Sonra bir ara başlık geliyor: “Azmi Yırcalı kim?” Aslında makalenin içeriği ile ilgili görünmeyen bir ara başlık bu ama Necati Polat, “Azmi Yırcalı, Yıldız Ecevit’in bir zamanlar muhtemelen kullandığı müstear bir isim” diyerek baştan beri takıldığım kim kimdir konusunda iyice kafamı karıştırıyor. Bunun kanıtının da Yıldız Ecevit’in kitapta onlarca kez Aziz Yırcalı’nın yazı dizisine göndermede bulunmasına, alıntılar yapmasına rağmen, dipnot kurallarına uymamasını ve sadece bir kez adını ve kaynağını anmasını delil olarak gösteriyor. Bir intihal söz konusu. Necati Polat böyle ciddi bir ithamı bile ironik bir anlatımla yapıyor.
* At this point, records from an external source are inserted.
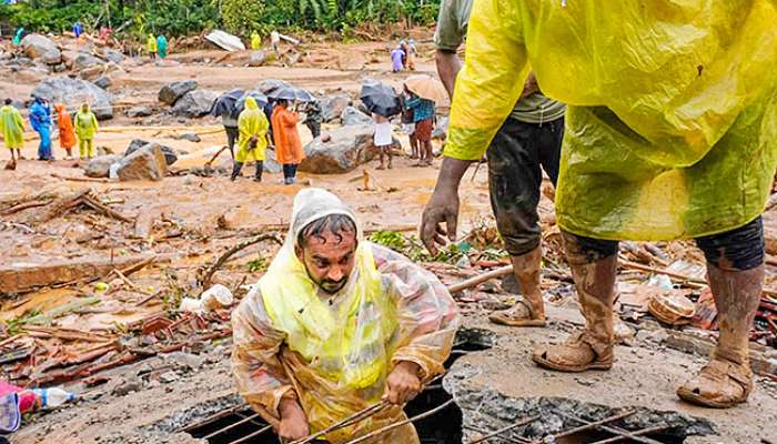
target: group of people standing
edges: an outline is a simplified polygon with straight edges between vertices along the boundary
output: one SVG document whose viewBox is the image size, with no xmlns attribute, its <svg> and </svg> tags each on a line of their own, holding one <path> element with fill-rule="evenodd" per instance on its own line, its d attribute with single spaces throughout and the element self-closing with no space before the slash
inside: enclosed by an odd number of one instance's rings
<svg viewBox="0 0 777 444">
<path fill-rule="evenodd" d="M 94 155 L 94 135 L 99 124 L 97 115 L 91 111 L 89 103 L 83 103 L 81 109 L 71 118 L 64 104 L 54 107 L 57 112 L 57 129 L 59 130 L 60 147 L 68 153 L 67 159 L 72 159 L 72 149 L 78 142 L 81 159 L 91 159 Z M 53 119 L 49 103 L 33 97 L 29 113 L 30 127 L 38 133 L 38 160 L 54 160 L 51 142 Z M 23 160 L 21 150 L 24 148 L 24 120 L 21 112 L 13 107 L 11 99 L 6 99 L 6 104 L 0 108 L 0 131 L 6 140 L 6 147 L 11 151 L 11 165 L 16 168 L 17 160 Z M 16 151 L 16 153 L 14 153 Z"/>
</svg>

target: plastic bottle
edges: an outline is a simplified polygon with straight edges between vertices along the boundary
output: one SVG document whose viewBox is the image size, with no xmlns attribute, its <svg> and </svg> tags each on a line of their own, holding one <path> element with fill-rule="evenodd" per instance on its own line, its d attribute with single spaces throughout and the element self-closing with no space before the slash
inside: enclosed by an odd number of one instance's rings
<svg viewBox="0 0 777 444">
<path fill-rule="evenodd" d="M 74 393 L 67 392 L 60 387 L 34 389 L 32 392 L 38 397 L 41 408 L 56 408 L 75 400 Z"/>
</svg>

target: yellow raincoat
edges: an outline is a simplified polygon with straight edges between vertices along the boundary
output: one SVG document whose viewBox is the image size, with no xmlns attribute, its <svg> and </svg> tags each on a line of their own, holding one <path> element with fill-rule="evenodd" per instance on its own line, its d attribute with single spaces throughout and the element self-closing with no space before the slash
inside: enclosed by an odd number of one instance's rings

Yıl 2013. Yazı önemli bir dergide yayınlanmış. Yıldız Ecevit, klasik akademisyen tavrı ile “bu yazıyı görmedim” dememiştir diye umuyorum. Sonraki baskılarda bu intihal diye algılanabilecek kaynak gösterme eksikliğini giderdi mi, Azmi Yırcalı’nın hakkını verdi mi? “Ben Buradaydım…”ın son baskı tarihi 2023 (Everest yay.). Yıldız Ecevit ise 22 Haziran 2021’de vefat etmiş. Kitapta gerekli düzeltmeler yapıldı mı? Ben de İletişim’den çıkan son baskı var ve Necati polat2ın dediği gibi tek bir alıntı yapılmış görünüyor. Peki, Yıldız Ecevit Necati Polat’ın eleştirilerine cevap verdi mi, bulamadım, merak ediyorum.
“Asıl Mesele Sizsiniz -Oğuz Atay” 112 sayfalık, ince ama çok ciddi iddialar, tezler barındıran bir kitap. Necati Polat da iyi bir eleştirmen. Edebiyatı terk edip hukuk çalışmalarına yoğunlaşması, eleştirimiz açısından ciddi bir kayıp olmuş. Sonuç olarak başta Oğuz Atay okurları ve araştırmacıları olmak üzere tüm edebiyatla ilgili kişilere bu kitabı öneriyorum.
* Asıl Mesele Sizsiniz – Oğuz Atay, Azmi Yırcalı, Çolpan Kitap, Mayıs 2025.